ゴシュゴシュ……ザッザッ……ゴシュゴシュ……
耳の中を梵天が上限左右に擦れる。柔らかいその感触に眠気を感じ、思わず息を吐いてしまう。
「ふふ、チ~ヌ~ど~の。眠くなったら寝ても大丈夫でありますよ~。自分、鍛えているでありますから、チヌ殿が起きるまで正座して問題ないでありますよ」
「そういうわ……けには……」
拳に力を入れ、眠気に耐える。だが、そうしているとその握った拳を包むようにあきつ丸殿の手が被さってきた。
「チヌ殿、不要に力を入れる必要はないでありますよ。さ、反対を向くであります。ああ、このまま反対側に向くでありますよ、立ち上がる必要はないであります」
「しかし……」
体をそのまま反対側にするのは流石に抵抗がある。だから、体を起こそうとしたのだが、いつの間にか頭を押さえられていた。
「チーヌ-どーの。ダメでありますよー、体を起こすんじゃなくて……反対を向くでありますよー♪」
そう言ったかと思うと、あきつ丸殿は俺の体のを引っ張り反対側に向けようとする。それに抵抗しようとするが、抵抗しようとしたその動きを利用され、クルン、と反対側を向かされてしまった。
「あきつ丸殿、この体勢は流石に……!」
反対側を向いたことで、俺の視界にはあきつ丸殿の腹部……はいいとして、彼女の短めのスカートまで目に入ってしまう。俺自身にその気はないが、もし誰かに見られよう物なら要らぬ誤解を与えてしまう。
「大丈夫でありますよ~。ギリギリで見えそうで見えないと朝野提督も言ってるでありますからな~。それに、見えそうであるなら、目を瞑っていればいいでありますよ~」
そんな笑い声を聞いていると、再び耳かきが始まった。
「こっちは……そこそこ汚れてるでありますなぁ。さぁ、こっちも掃除していきますでありますから、チヌ殿はゆっくりリラックスしていてくださいであります」
そう言ってくるが、先程よりも視覚的な情報が刺激的すぎる。艦娘達のあられもない姿等は戦闘や、家に泊まりに来た艦娘達を通じていくらでも見てきたはずなのに……陸軍であるあきつ丸殿にはなぜか、心が穏やかでなくなってしまう。

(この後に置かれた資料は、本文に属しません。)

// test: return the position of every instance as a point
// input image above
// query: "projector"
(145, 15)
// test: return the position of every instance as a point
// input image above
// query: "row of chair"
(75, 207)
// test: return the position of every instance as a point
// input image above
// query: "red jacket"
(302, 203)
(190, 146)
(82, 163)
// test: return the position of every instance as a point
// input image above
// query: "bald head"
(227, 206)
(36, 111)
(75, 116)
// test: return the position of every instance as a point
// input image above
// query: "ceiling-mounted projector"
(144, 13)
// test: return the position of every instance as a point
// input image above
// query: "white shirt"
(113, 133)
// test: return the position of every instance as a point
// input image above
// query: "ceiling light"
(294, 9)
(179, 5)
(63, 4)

「んー……外側の掃除は終わったでありますよ~……チヌどのー、どうしたでありますか?」
「い、いえ……なんでもありません」
動揺を押し隠し、俺は目を閉じる。流石にこの状態で目を開け続けていたら、動揺を抑えきれない。あきつ丸殿にそのような事を知られるわけにはいかない。
「おや……ふふふ、それでいいでありますよチヌ殿、目を閉じて……ゆっくり……自分の耳かきを堪能するであります。
ガサガサ……ぺりぺり……
目を閉じていると、耳の中の音がより一層鮮明に聞こえてくる。その音が心地よくて、気が付けば体の力が徐々に抜けていっている。
ガサガサ……ペリッ……ズゾゾ……
コリッ……カリカリ……ズッ……ズッ……
「これは……いい……です……ね」
「そうでありますよチヌ殿。でも、寝るのはも~少し待って欲しいであります、寝ながらの耳かきは危険でありますから」
「いえ……自分……は……せん……しゃ……で……すから……ためして……みたの……で……」
眠気で意識が飛びそうになりながらもなんとか答える。だが、この辺りで限界だった。耳かきが終わるよりも早く、俺の意識は深く沈んでしまっていた。